Just so much.) I wanted to also try abandoning the need for the NodePort since that is not an ideal way of exposing
services. Minikube has a tunnel feature that allows you to play around with LoadBalancer services, so I decided to
try that out too.
One of the nice things about using Kubernetes is the abstractions allow me to do this without effecting very much.
Since the Ambassador Service is just an abstraction, I can try this out without deleting any of my running
containers. That’s pretty rad. First I need to get rid of my lame old ambassador service which I can do by running
kubectl delete -f ambassador-service.yaml. I could avoid this step and just use the kubectl apply command with
an updated config, but I’m paranoid and want to make sure my changes take effect.

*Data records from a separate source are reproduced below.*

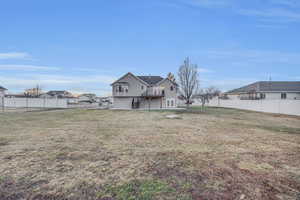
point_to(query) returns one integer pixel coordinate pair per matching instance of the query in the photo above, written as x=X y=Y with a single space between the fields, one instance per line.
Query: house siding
x=134 y=87
x=123 y=100
x=166 y=84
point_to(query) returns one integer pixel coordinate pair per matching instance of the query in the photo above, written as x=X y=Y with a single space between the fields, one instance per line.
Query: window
x=262 y=95
x=120 y=88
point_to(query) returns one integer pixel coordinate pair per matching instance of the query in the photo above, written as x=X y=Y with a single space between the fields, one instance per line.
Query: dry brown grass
x=103 y=154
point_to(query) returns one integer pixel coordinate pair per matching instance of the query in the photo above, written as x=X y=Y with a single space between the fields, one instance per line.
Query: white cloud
x=28 y=68
x=14 y=55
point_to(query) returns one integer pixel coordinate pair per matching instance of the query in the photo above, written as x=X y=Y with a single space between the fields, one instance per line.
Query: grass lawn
x=119 y=155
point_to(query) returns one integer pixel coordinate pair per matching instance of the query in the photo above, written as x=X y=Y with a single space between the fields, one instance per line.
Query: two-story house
x=144 y=92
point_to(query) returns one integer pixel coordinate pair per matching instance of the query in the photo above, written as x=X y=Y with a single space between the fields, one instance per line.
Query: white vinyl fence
x=289 y=107
x=33 y=103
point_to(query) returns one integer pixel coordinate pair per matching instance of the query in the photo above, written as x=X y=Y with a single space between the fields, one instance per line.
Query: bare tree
x=206 y=95
x=188 y=80
x=33 y=92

Next I’ll edit that file to use the LoadBalancer type like I’ve always wanted:
---
apiVersion: v1
kind: Service
metadata:
name: ambassador
spec:
type: LoadBalancer
externalTrafficPolicy: Local
ports:
- port: 80
targetPort: 8080
selector:
service: ambassador
Now I’m going to run minikube tunnel in a new terminal and wait until I start seeing some log output (it also
prompts for the admin password here). Once that is running I can deploy my hot new service by running
kubectl apply -f ambassador-service.yaml. Now when I run kubectl get svc I see an external IP!

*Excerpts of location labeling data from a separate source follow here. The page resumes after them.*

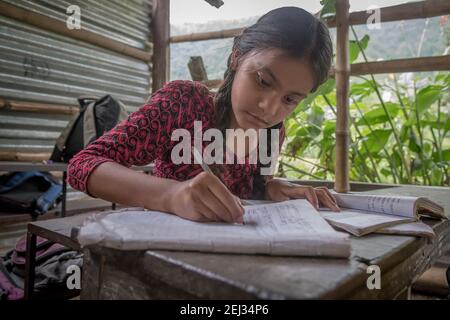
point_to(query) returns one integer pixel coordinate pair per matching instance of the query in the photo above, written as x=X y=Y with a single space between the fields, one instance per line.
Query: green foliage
x=403 y=140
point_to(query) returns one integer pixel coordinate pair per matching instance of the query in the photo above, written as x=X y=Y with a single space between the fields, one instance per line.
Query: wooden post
x=342 y=91
x=161 y=47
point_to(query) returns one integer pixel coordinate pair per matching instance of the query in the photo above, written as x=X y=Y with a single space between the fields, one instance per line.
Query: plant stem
x=375 y=86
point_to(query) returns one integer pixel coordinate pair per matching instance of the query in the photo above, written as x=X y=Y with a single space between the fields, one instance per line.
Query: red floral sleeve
x=143 y=136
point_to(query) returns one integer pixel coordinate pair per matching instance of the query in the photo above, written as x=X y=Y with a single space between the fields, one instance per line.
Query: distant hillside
x=393 y=41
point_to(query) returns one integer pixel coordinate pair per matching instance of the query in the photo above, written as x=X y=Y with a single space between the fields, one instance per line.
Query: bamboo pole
x=59 y=27
x=422 y=64
x=407 y=11
x=342 y=91
x=15 y=105
x=6 y=155
x=161 y=53
x=222 y=34
x=439 y=63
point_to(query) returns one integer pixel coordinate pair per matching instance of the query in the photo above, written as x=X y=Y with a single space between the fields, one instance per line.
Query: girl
x=274 y=64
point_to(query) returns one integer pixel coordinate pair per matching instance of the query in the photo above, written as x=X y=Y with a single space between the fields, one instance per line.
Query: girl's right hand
x=205 y=198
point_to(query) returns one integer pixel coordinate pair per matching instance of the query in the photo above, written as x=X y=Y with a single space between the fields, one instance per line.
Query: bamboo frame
x=438 y=63
x=407 y=11
x=15 y=105
x=342 y=71
x=56 y=26
x=161 y=52
x=422 y=64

NAME TYPE CLUSTER-IP EXTERNAL-IP PORT(S) AGE
ambassador LoadBalancer 10.105.73.23 10.105.73.23 80:32692/TCP 11s
ambassador-admin NodePort 10.100.106.207 <none> 8877:32457/TCP 20m
client ClusterIP 10.96.241.196 <none> 8080/TCP 6m33s
kubernetes ClusterIP 10.96.0.1 <none> 443/TCP 23m
server ClusterIP 10.103.223.60 <none> 8081/TCP,3000/TCP 6m32s
And sure enough when I hit that IP I can start chatting. That was so much easier than I expected that I think I must have broken something so badly it just happened to make it look like it worked. And I’m ok with that.